Danian shook his head. “You are wrong. Your magic is simply different. You have an empathy for dragons, and they sense it and respond. Use that for these babies.”

An empathy for dragons? She had suspected it. Afec told her as much. Was such a thing possible? She knew she liked and respected the native metallic dragons. Could it be that her appreciation for them was based on something innate within her mind and blood?

Her eyes sought Varia, one of the wisest creatures she knew, and looked questioningly into the owl’s steady gaze. Varia tilted her head slightly. One brown eye slowly winked.

“Leonidas,” Linsha said slowly. “Will you please go to Crucible? Tell him the eggs are hatching. Stay with him. I will be there as soon as I can.”

The centaur agreed and trotted through the exit.

Linsha drew in a deep breath. In spite of the return of her magic, she felt exhausted. “I don’t know if I can sustain this long enough to reach all eight eggs.”

“I don’t think you will have as much trouble,” Danian said. “The souls of the dead have been freed. They are no longer under Takhisis’s control.”

Linsha paused. She hadn’t thought of that. For a surprised moment, a stream of familiar faces passed through her memory—Sir Morrec, the knights, Sir Remmik, Mariana, Iyesta, Ian, and a host of others who died and whose souls had been trapped in the living world. She hoped Danian was right and they were free to go—not only for their sakes but for the state of magic. How wonderful it would be to create a spell and have it complete its task without being ripped apart by the souls of the dead.

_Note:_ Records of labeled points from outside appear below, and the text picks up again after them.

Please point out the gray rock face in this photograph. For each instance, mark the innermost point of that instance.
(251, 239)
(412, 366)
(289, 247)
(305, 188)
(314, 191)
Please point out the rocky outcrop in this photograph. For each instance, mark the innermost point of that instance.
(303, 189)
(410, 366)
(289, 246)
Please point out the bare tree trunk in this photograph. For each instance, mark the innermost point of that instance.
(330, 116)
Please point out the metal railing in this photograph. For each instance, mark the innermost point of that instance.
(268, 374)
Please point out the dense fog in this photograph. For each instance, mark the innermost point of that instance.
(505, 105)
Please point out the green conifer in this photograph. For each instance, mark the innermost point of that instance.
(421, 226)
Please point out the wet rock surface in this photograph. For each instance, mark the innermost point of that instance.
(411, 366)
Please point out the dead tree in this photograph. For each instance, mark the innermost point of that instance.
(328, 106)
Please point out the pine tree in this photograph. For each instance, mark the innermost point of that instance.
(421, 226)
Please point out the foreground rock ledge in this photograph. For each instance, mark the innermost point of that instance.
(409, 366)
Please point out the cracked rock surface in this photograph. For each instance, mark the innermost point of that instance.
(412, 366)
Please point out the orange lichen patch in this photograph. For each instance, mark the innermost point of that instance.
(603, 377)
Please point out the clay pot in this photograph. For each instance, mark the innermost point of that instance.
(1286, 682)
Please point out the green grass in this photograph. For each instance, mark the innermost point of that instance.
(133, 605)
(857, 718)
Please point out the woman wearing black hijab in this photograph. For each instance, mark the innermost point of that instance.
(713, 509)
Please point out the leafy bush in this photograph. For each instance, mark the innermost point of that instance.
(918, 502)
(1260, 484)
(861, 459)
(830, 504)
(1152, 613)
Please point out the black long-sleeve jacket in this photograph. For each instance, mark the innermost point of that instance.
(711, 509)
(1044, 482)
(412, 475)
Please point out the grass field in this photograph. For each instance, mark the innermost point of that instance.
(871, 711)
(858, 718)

Kneeling among the eggs, Linsha spread her arms to include them all. She closed her eyes to concentrate better and began the withdrawal into her self to find the power she needed. When all was quiet in her mind, she focused on the beat of her own heart wherein lay the power of her birthright.

Be a mother, Danian had said. But she had been a knight all of her adult life. She didn’t know how to be a mother.

Yes, you do, whispered a part of her instincts, the instincts she had hitherto ignored. Think of your own mother.

Remember compassion. Strength. Love. Sacrifice. The willingness to do anything to protect your child.

She felt the magic energy burst like a spark from a flint. She nursed it carefully on the tinder of her will and felt it flare like never before. She had used the power of the dragon scales to stun Lanther, but this was different. This was her own magic, drawn from her love, from her blood, and it ignited in her heart, burned in her spirit, and set her mind on fire.

Children. She transferred her thoughts to the small lives within the eggs. Do not fear. I am with you.

Eight living minds responded to her touch with such a clamor of fear and confusion that she gasped and clutched her head in her hands. They were so desperate! She felt their need tear at her. It was easy to talk to one dragon like this, but eight was more than she could bear. The connection with their minds began to slip away.

“Hold on to them!” Danian reassured her. “They will listen to you.”

From the oldest memories Linsha had of her mother, she summoned feelings of comfort, caring, and assurance. Warmth suffused her from the ends of her hair to her toes, giving her strength and confidence. She stretched out her arms again and gathered the eight frantic streams of emotion to her.

“It’s all right,” she whispered, and she sensed her magic spread out from her heart to her hands. It enveloped the eggs and settled like a gentle touch over each one. Lie still, little ones, she crooned in their minds. Lie still and we will help you.

The frightened struggles slowly eased within the eggs. An aura of nervousness and tension still surrounded them, but Linsha eased their fears with soothing thoughts. They reached out to her and felt her confidence in them and her love.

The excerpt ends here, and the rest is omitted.